“L’Occidente sta con i terroristi”, Erdogan va da Putin

Le Forze democratiche siriane hanno lasciato Ras al Ayn. (Sputnik Mundo)

ISTANBUL. – In Siria “tutto l’Occidente si è schierato con i terroristi e ci ha attaccato”, soprattutto “i Paesi della Nato e i Paesi dell’Unione europea”. Mentre si avvicina la scadenza dei cinque giorni di tregua dell’operazione militare, Recep Tayyip Erdogan torna a denunciare l’isolamento della Turchia nella sua offensiva contro le milizie curde e si prepara a tirare le somme sull’intesa con gli Stati Uniti.

“Gran parte delle 120 ore ormai è trascorsa. Domani discuterò di questa situazione con il presidente russo Vladimir Putin e poi intraprenderemo i passi necessari”, ha spiegato il presidente turco.

Ieri le Forze democratiche siriane hanno lasciato Ras al Ayn, la città di frontiera sotto l’assedio più duro. Ma Ankara vuole che “tutti i terroristi” si ritirino entro domani sera di almeno 30 km verso sud, oltre la fascia di frontiera lunga 120 km tra Tal Abyad e Ras Al Ayn, altrimenti “l’operazione riprenderà”.

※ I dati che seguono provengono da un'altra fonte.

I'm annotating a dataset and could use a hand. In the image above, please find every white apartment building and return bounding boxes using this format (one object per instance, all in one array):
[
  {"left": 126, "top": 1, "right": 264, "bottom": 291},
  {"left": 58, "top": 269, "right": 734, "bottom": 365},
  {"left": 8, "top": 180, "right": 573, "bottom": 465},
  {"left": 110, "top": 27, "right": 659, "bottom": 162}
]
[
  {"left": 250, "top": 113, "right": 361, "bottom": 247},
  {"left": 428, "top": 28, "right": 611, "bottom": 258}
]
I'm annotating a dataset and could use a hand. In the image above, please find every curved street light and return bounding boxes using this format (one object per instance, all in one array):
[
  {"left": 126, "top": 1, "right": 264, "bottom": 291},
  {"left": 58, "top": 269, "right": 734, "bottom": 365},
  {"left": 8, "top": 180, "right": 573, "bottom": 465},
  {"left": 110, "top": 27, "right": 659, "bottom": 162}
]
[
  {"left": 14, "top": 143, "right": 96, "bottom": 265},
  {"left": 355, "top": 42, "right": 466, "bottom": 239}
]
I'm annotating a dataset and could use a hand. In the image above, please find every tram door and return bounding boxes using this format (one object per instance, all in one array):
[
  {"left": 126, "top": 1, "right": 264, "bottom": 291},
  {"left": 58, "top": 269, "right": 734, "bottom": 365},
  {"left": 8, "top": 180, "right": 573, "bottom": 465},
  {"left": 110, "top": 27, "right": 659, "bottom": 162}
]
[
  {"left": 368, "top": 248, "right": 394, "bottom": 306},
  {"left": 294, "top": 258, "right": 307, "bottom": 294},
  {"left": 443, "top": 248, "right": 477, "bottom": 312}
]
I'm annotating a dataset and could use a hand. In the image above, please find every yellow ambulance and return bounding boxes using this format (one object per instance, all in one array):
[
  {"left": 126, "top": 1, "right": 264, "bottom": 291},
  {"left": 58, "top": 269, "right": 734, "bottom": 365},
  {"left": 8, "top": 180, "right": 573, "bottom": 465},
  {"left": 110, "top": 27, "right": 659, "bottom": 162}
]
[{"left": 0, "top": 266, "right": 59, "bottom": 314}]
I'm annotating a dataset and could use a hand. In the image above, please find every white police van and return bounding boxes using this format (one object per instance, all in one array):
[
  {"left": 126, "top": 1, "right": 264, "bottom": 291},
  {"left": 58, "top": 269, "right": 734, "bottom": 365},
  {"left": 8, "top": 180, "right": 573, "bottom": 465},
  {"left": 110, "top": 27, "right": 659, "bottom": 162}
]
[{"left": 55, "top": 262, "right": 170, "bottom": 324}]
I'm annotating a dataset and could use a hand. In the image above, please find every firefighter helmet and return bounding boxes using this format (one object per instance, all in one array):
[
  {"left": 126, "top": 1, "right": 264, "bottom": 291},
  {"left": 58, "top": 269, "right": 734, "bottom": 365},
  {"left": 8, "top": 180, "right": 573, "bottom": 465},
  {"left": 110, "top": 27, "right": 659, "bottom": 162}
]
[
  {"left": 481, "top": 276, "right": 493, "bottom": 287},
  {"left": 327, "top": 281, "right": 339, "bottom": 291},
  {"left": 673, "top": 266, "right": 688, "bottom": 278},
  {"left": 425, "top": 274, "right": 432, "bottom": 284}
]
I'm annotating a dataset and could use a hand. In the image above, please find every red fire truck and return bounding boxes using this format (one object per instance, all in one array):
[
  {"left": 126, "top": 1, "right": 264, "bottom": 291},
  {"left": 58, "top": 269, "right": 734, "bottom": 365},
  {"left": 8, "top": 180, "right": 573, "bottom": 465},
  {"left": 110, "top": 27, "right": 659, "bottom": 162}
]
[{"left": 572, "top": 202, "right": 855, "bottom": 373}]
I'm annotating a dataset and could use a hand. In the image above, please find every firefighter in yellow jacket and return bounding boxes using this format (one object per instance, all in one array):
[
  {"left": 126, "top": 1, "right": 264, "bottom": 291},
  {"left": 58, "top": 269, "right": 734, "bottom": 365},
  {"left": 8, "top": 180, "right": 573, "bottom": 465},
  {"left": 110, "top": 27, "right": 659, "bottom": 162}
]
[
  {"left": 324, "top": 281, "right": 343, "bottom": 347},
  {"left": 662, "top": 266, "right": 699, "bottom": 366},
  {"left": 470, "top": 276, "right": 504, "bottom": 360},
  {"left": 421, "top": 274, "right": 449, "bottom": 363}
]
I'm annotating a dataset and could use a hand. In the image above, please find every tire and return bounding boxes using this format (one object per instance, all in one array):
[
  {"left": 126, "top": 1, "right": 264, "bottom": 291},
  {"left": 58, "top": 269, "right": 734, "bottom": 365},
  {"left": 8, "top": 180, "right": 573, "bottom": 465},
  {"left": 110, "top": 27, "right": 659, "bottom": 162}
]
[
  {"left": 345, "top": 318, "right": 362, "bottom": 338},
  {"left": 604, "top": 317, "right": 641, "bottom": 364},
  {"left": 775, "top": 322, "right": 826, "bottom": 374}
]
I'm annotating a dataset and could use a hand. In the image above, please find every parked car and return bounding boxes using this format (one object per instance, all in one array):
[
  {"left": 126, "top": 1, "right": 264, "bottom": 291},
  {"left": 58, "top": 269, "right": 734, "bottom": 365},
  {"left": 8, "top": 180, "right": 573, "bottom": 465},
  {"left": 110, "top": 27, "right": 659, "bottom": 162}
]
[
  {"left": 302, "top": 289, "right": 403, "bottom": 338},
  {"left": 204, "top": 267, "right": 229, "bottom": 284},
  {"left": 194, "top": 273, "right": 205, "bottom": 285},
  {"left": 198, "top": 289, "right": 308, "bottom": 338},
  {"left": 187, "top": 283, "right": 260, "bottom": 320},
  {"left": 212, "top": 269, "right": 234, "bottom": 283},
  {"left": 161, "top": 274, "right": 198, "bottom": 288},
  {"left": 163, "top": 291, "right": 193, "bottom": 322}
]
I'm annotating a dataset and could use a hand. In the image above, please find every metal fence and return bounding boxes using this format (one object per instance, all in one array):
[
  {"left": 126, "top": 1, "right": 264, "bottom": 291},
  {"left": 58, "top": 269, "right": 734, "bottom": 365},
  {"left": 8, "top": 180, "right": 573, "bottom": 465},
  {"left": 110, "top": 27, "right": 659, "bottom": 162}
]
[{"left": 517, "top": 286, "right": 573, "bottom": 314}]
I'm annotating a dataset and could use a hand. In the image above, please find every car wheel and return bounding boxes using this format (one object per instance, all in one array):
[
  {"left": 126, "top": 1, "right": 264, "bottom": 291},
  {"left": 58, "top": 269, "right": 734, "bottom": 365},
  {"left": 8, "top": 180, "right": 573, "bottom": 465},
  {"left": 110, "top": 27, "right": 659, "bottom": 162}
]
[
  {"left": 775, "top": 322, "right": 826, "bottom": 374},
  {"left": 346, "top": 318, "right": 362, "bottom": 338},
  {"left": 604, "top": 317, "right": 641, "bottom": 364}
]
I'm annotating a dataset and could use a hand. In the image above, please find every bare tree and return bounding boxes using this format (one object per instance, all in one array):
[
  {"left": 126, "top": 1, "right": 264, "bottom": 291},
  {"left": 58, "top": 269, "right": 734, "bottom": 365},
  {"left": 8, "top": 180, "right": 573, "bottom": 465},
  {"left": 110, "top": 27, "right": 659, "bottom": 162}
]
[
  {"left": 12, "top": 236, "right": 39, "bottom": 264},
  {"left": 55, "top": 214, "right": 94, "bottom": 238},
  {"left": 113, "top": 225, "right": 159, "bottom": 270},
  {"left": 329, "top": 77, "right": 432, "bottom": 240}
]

Un’estensione della tregua, assicura, non è in discussione. “Non ci siamo mai accordati per proteggere i curdi per il resto della loro vita. Il cessate il fuoco sta tenendo”, ha commentato Donald Trump, ribadendo che se la Turchia continua a “comportarsi male” gli Stati Uniti possono imporre sanzioni e dazi.

Sarà decisiva la giornata di domani, con Erdogan che prima volerà a Sochi per incontrare Putin e poi tornerà in patria per decidere in serata – la scadenza dell’ultimatum è fissata alle 22 locali (le 21 in Italia) – le sorti dell’offensiva. Sul tavolo delle trattative ci sarà anche il ritiro delle milizie Ypg dal resto delle zone a est e ovest dell’Eufrate, tra cui Kobane e Manbij, passate sotto il controllo di Mosca e Damasco su richiesta degli stessi curdi dopo l’abbandono degli Usa.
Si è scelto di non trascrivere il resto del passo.